No. 25 Wisconsin beats Stanford in Bahamas
PARADISE ISLAND, Bahamas (AP) - Wisconsin coach Greg Gard wanted his 25th-ranked Badgers prove they've matured enough to play more consistently on defense, from following scheme rules to quickly fixing their own mistakes.
Wednesday's opener at the Battle 4 Atlantis offered a glimpse of that, a welcome early sign after last year's uncharacteristic struggles.
"It's something that we've been stressing since way back in the summer," preseason Associated Press All-American Ethan Happ said after the 62-46 win against Stanford.
The Badgers' strong defensive performance came in one of four first-round games in the Bahamas, with Oklahoma beating Florida, Dayton beating Butler and fourth-ranked Virginia topping Middle Tennessee to reach Thursday's semifinals.

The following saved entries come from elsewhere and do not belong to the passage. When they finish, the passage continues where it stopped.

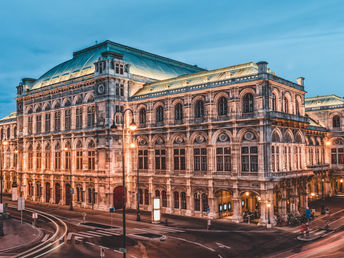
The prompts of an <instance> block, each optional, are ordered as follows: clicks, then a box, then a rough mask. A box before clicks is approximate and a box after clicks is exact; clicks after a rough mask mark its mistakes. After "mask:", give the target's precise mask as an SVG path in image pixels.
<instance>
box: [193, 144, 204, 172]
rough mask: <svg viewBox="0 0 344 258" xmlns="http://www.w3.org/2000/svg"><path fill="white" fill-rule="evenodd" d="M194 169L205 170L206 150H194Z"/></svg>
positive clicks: (195, 148) (200, 149)
mask: <svg viewBox="0 0 344 258" xmlns="http://www.w3.org/2000/svg"><path fill="white" fill-rule="evenodd" d="M194 169H195V170H198V171H206V170H207V149H206V148H194Z"/></svg>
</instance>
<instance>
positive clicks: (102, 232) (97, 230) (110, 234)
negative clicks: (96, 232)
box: [97, 230, 121, 236]
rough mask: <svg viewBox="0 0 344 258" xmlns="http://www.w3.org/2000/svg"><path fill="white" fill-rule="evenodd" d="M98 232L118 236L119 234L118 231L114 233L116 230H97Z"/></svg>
mask: <svg viewBox="0 0 344 258" xmlns="http://www.w3.org/2000/svg"><path fill="white" fill-rule="evenodd" d="M97 231H99V232H102V233H106V234H110V235H109V236H111V235H113V236H120V235H121V234H120V233H116V232H109V231H104V230H97Z"/></svg>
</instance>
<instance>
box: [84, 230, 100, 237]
mask: <svg viewBox="0 0 344 258" xmlns="http://www.w3.org/2000/svg"><path fill="white" fill-rule="evenodd" d="M83 233H85V234H89V235H91V236H96V237H102V236H105V234H102V233H99V232H95V231H87V232H83Z"/></svg>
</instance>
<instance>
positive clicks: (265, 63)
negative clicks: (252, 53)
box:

A year ago, Wisconsin allowed opponents to average 66 points and shoot 45.9 percent. That was the program's worst scoring defense since the 1994-95 season and worst field-goal percentage defense since 1992-93. Not coincidentally, those Badgers won 15 games and missed the NCAA Tournament for the first time since 1998.
On Wednesday, Wisconsin (4-0) held the Cardinal to 27 percent and didn't allow a field goal in the last 6:53 of a game when they didn't shoot well themselves (43 percent, 1 for 8 from 3-point range). That last basket was a 3-pointer by KZ Okpala to pull the Cardinal (2-2) to within 44-42, but the Badgers scored 18 of the final 22 points to pull away.

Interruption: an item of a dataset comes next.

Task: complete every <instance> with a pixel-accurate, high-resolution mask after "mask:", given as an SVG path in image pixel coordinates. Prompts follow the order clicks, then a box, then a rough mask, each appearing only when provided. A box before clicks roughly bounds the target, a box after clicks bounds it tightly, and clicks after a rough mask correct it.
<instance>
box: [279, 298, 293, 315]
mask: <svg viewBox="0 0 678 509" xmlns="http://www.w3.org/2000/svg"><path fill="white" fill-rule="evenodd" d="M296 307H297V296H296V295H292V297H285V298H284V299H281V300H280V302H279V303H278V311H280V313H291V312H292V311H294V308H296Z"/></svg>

It was the lowest shooting percentage allowed by Wisconsin against a power-5 or Big East opponent since holding Virginia to 23.4 percent in December 2013.
"They do a nice job of packing it in," Stanford coach Jerod Haase said. "They did a nice job of being physical on our drives. And when we did get to the paint, I would say there were a variety of times where we shot challenged shots where we really didn't have to."

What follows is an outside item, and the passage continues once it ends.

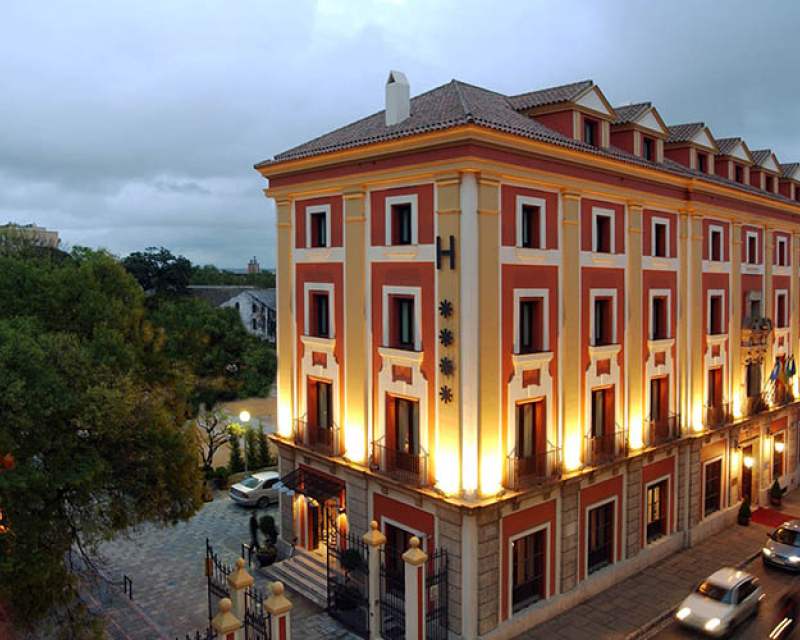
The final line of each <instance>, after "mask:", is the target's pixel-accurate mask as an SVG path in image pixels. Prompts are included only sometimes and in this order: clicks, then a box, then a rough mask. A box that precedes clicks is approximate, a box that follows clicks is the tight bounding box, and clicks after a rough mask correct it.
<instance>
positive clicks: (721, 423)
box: [706, 402, 733, 429]
mask: <svg viewBox="0 0 800 640" xmlns="http://www.w3.org/2000/svg"><path fill="white" fill-rule="evenodd" d="M731 421H733V411H731V405H730V404H729V403H727V402H721V403H718V404H715V405H706V428H707V429H717V428H719V427H724V426H725V425H726V424H728V423H730V422H731Z"/></svg>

That's where Wisconsin's 6-foot-10 sophomore Nate Reuvers came in, blocking a tournament-record nine shots - tying a program record - primarily by rotating to help at the rim.
"Before the game, Coach was talking about if a guy has a mistake on defense, we had to cover for each other," he said.
He listened. So did the rest of the Badgers, for that matter.
"You talk about these things all the time," Gard said, "but then when they have a game play out that way, it cements the belief in how we're doing things and allows their confidence. Everybody always talks about confidence in an offensive end ... but that can be flipped to the other end of the floor too."